A classic set-to between two of the game’s great competitors which came about after the moustachioed fast bowler had barged into the spiky Pakistani as the batsman attempted to turn for a run, before Lillee then appeared to also kick out at Miandad too!
As a result, chaos ensued, especially when Javed then tried to decapitate the Australian with his bat!
The rotund Pakistani lost his cool after being continually taunted by an Indian fan during a one-day international (ODI) in Toronto back in 1997.
The spectator in question had repeatedly labelled the larger-than-life character "Alu, Alu," which means potato, although he had also reportedly used an adjective to describe the size of said potato, too.
All of which saw Inzy fly into a rage and proceed to wade into the crowd and confront his tormentor in a memorable moment that is still talked about today.
In January 2013, the great Aussie leg spinner became embroiled in a very ugly spat with Marlon Samuels during the Big Bash League, with Warne’s spicy verbal attack on the West Indian being picked up by the stump microphones for all to hear.
The colourful Sri Lanka skipper reacted to off-spinner Muttiah Muralitharan being no-balled by Aussie umpire Ross Emerson during an ODI with England at Adelaide in 1999 by taking his team off the field of play in protest.
Of course, this was not the first time that Murali’s action had been called into question by Australian officials, with Darrell Hair having also responded in the same way during a Test match four years earlier.

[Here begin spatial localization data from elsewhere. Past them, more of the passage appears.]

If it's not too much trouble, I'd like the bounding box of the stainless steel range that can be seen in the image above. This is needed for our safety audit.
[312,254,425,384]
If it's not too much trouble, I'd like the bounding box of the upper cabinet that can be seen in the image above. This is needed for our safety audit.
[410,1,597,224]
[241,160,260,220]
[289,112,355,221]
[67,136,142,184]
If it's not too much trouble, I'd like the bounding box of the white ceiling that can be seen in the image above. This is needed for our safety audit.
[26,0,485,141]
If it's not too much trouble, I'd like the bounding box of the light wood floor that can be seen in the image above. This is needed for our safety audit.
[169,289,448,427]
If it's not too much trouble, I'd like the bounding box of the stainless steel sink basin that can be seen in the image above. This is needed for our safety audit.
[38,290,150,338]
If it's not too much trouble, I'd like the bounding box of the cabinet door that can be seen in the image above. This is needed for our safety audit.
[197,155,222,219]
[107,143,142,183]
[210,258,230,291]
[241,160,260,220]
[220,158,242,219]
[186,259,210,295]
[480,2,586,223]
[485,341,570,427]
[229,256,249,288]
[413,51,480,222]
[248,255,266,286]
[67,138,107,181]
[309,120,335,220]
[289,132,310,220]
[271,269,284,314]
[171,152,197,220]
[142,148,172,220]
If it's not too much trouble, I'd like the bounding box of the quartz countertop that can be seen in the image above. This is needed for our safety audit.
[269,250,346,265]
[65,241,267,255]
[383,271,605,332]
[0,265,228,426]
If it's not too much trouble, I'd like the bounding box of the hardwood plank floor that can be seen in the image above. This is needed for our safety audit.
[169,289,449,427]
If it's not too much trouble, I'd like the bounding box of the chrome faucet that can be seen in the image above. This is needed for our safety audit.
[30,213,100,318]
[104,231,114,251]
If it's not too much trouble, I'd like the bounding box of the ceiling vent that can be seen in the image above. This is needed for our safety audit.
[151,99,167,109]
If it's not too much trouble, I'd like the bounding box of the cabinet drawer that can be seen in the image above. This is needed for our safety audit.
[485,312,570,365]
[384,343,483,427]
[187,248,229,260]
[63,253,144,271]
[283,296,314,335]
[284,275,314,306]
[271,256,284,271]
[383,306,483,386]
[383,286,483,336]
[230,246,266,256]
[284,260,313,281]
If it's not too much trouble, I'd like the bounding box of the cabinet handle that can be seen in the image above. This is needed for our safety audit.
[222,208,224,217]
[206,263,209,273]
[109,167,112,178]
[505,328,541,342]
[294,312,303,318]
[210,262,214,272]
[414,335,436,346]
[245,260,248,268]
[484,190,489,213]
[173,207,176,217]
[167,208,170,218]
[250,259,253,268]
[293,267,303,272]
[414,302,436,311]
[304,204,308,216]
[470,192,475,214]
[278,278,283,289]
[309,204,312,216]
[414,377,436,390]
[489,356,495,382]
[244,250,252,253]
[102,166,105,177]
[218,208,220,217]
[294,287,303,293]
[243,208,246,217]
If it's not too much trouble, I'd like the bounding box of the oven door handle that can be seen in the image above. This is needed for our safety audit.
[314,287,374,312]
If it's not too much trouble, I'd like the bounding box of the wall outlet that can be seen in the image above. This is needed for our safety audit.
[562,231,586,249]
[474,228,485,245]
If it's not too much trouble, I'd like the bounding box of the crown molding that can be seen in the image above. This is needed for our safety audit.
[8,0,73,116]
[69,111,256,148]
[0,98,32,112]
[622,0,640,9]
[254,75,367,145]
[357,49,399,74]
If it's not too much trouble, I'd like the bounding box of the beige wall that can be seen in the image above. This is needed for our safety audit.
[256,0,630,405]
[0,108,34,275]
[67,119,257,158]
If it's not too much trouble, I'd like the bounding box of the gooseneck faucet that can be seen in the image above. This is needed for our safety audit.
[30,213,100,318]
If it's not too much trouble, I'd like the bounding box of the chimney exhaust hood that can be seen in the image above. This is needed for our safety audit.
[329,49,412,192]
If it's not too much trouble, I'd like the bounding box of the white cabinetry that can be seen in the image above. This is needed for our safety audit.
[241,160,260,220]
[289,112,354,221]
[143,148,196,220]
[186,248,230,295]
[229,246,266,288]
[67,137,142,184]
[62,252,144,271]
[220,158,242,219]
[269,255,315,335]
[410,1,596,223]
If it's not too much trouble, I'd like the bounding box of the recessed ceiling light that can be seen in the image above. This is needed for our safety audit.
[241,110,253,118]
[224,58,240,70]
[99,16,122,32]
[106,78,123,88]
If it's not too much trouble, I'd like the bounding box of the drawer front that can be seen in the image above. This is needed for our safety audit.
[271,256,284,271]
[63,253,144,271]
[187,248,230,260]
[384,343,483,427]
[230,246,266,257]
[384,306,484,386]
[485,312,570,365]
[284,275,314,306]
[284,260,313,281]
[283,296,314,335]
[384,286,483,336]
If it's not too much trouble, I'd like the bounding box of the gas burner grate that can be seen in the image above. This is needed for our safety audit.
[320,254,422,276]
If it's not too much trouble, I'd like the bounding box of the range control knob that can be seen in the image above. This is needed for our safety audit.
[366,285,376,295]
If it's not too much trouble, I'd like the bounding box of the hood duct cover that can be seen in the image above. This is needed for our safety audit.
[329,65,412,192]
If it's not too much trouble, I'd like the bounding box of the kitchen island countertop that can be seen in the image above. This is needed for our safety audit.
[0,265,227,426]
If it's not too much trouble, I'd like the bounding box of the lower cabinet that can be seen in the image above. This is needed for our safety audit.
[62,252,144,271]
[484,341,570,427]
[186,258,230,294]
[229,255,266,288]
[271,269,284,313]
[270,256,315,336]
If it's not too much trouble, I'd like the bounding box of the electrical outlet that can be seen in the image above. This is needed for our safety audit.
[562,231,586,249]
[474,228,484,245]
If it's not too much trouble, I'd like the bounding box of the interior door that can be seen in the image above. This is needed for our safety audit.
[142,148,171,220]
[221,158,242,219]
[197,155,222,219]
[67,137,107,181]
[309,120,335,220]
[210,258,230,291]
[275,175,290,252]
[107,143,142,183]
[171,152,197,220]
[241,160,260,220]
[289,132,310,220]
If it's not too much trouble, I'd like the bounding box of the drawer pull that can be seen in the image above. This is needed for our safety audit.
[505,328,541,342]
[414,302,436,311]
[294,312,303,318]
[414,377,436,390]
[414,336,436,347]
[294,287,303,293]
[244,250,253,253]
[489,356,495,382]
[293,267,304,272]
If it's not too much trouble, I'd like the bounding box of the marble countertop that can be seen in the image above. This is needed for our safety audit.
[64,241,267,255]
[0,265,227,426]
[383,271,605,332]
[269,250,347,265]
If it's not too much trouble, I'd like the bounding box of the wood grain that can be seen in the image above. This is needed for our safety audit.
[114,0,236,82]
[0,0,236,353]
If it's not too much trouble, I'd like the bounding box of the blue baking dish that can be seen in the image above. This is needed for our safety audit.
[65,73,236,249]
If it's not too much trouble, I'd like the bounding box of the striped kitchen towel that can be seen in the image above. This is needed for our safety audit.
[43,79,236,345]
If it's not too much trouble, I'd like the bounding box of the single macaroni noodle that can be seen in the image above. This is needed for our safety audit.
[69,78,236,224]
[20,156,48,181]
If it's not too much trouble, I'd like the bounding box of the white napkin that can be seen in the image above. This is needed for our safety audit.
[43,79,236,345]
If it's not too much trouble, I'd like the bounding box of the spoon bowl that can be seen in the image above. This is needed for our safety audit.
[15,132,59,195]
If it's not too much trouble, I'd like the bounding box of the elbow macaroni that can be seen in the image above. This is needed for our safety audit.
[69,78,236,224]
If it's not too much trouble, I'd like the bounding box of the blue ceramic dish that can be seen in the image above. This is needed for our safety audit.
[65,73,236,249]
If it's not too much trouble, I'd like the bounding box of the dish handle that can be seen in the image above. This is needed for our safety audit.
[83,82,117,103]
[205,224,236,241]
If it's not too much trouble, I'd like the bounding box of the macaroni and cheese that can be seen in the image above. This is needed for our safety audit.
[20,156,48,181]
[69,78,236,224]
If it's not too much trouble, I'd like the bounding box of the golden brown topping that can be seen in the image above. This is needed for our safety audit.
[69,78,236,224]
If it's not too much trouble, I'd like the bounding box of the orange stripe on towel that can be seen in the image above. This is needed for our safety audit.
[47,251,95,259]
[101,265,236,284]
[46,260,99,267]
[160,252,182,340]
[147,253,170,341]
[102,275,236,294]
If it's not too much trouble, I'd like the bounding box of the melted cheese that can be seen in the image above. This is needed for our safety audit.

However, for Ranatunga, this was the straw that broke the camel’s back as far as he was concerned.
Still without doubt the most famous fight in cricket history after the England skipper and Pakistani umpire became involved in a very ugly spat on day two of the second Test in Faisalabad in 1987.
Gatting, who by that point of the tour had become exasperated at the standard of officiating of the home umpires, had attempted to move one of his fielders as spinner Eddie Hemmings came in to bowl, with Rana then accusing him of cheating.
That was the catalyst of an almighty and very public on-field row between the two, the result of which was Rana walking off in protest and the match being postponed until Gatting had, albeit reluctantly, submitted a written apology to the official.